M.Guèvremont affirme que cette drogue a fini par guérir sa blessure. Mais elle a aussi créé chez lui une accoutumance. Pour l'assouvir, il a continué à voler des narcotiques «destinés aux rebuts», jusqu'en avril. À partir de ce moment, M. Guèvremont raconte avoir tenté de se sevrer lui-même en prenant du Naltrexon. Mais l'envie de consommer des narcotiques est restée.

Le 10 mai dernier, entre deux interventions en salle d'opération, M. Guèvremont a volé de nouveau des narcotiques. Il s'est fait prendre, a avoué ses torts et fait part de sa dépendance à ses supérieurs. Suspendu sur-le-champ, il a attendu l'arrivée des policiers, avec qui il a collaboré. Aucune accusation n'a été portée contre lui. Dès le lendemain, par l'entremise du programme d'aide aux médecins du Québec, il a entrepris une cure de désintoxication à la clinique Nouveau Départ.

Rechute

Le 8 août, M. Guèvremont a toutefois fait une rechute. Lorsqu'il se trouvait à l'hôpital comme patient, il a consommé un «reste d'opiacés destiné aux rebuts». Honteux, il soutient en avoir fait part à son médecin dès le lendemain.

Depuis, il affirme qu'il n'a jamais touché de nouveau à un narcotique, et assure avoir réussi tous les tests de dépistage. En octobre dernier, la syndic adjointe, la pédiatre Isabelle Amyot, a recommandé au Collège des médecins de retirer le certificat d'immatriculation de M. Guèvremont. Elle trouvait que la maladie était encore «très active avec rechute précoce». Elle a aussi relevé le peu d'autocritique de M. Guèvremont, et une «manipulation de la vérité» pour certains faits. Le médecin traitant de M. Guèvremont estimait au contraire que le pronostic était très bon. Un psychiatre spécialisé en toxicomanie était du même avis. Ces derniers ont recommandé la poursuite de la formation postdoctorale.

Le 26 janvier, M. Guèvremont a été entendu par le comité de direction du syndic. La décision négative à son endroit a été rendue une semaine plus tard.

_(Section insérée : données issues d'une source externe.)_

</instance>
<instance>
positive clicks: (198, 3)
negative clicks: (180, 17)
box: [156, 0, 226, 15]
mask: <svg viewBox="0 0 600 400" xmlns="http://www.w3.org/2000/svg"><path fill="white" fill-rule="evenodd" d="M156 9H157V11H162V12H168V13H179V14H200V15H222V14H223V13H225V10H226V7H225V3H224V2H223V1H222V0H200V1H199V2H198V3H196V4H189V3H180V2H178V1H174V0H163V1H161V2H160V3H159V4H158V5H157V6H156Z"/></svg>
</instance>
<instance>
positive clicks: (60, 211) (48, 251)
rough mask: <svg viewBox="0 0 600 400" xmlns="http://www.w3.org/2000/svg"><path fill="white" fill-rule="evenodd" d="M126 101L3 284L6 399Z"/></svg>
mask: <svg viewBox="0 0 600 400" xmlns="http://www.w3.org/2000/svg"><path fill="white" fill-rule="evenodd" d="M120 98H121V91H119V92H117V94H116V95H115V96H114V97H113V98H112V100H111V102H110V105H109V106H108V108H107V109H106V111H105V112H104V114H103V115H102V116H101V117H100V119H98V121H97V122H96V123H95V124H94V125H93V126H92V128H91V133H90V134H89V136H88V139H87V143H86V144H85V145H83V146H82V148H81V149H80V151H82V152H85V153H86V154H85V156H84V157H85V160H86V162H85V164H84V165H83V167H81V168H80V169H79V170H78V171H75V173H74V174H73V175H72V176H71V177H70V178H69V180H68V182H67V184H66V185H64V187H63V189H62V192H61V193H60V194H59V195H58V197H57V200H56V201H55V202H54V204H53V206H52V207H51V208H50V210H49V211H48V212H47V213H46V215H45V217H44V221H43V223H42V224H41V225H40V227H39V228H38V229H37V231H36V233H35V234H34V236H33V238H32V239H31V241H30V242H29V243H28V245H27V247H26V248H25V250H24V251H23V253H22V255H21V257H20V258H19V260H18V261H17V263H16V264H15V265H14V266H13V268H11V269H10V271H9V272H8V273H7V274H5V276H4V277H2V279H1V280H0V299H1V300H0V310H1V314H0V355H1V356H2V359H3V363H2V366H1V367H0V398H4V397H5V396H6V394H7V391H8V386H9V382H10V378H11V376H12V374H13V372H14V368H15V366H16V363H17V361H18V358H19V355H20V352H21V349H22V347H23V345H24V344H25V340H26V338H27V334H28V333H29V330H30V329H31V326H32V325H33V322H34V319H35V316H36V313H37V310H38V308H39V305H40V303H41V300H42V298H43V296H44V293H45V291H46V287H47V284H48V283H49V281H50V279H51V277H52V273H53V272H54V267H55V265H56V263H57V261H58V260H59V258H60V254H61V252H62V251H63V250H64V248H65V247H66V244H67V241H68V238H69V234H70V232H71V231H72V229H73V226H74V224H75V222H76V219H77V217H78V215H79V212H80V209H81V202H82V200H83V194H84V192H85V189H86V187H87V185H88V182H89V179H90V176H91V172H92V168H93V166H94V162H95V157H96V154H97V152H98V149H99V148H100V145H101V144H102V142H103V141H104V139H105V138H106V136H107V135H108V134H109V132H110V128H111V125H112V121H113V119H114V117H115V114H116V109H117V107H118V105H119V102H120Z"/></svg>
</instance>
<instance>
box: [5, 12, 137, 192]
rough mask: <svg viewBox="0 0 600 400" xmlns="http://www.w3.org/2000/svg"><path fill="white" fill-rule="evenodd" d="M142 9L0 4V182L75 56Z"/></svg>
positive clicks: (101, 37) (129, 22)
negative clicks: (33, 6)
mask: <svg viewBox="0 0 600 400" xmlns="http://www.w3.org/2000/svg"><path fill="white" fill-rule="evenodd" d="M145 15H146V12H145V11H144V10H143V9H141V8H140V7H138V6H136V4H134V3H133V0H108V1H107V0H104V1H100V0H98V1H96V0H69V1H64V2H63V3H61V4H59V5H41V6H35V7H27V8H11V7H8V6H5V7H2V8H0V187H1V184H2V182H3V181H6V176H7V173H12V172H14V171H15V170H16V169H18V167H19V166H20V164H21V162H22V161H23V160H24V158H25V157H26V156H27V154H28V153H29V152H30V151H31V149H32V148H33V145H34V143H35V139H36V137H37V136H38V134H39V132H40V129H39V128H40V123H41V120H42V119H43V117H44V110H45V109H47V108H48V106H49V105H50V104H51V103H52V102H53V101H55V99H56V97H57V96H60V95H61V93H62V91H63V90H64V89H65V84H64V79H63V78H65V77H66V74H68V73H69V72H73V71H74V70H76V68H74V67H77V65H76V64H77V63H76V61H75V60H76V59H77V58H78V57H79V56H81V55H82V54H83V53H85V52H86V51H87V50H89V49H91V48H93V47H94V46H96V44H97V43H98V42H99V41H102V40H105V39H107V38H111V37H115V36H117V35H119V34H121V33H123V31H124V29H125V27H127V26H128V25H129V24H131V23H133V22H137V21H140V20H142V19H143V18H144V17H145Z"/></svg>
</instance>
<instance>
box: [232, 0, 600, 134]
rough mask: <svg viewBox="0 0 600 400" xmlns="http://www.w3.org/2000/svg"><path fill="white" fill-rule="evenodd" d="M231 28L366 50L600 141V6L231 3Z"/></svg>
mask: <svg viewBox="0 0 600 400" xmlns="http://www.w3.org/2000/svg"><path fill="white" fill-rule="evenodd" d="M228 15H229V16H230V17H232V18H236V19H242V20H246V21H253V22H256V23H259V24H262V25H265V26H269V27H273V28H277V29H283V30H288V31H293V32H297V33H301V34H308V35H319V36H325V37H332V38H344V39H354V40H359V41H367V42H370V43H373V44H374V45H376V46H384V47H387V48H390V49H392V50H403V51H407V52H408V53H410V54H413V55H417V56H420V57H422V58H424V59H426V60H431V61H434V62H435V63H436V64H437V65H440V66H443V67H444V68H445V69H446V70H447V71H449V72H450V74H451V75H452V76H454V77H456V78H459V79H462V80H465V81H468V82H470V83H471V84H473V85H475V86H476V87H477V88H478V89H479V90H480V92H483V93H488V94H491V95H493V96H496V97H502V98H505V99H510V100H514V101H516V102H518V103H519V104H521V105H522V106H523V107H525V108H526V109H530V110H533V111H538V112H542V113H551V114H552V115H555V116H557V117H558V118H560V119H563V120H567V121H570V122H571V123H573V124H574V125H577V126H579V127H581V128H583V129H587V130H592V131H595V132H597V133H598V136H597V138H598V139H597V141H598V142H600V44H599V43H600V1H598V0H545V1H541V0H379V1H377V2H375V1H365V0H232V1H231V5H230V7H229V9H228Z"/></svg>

On jugeait que son comportement pourrait menacer la sécurité et le bien-être des patients.

M. Guèvremont trouve cela injuste. Le Collège n'a pas tenu compte de toute la preuve, et sa décision a été rendue sur des motifs illégaux, croit-il.

Deux cas en 10 ans

Au Collège des médecins, on n'a pu commenter cette affaire, selon la porte-parole, Leslie Labranche. Ce genre de situation arrive toutefois très rarement, selon Mme Labranche. Au cours des 10 dernières années, seulement deux résidents en médecine (dont M. Guèvremont) ont perdu leur certificat d'immatriculation pour consommation de drogue. En ce qui concerne les médecins, depuis 20 ans, seulement trois ont comparu pour usage personnel de drogue.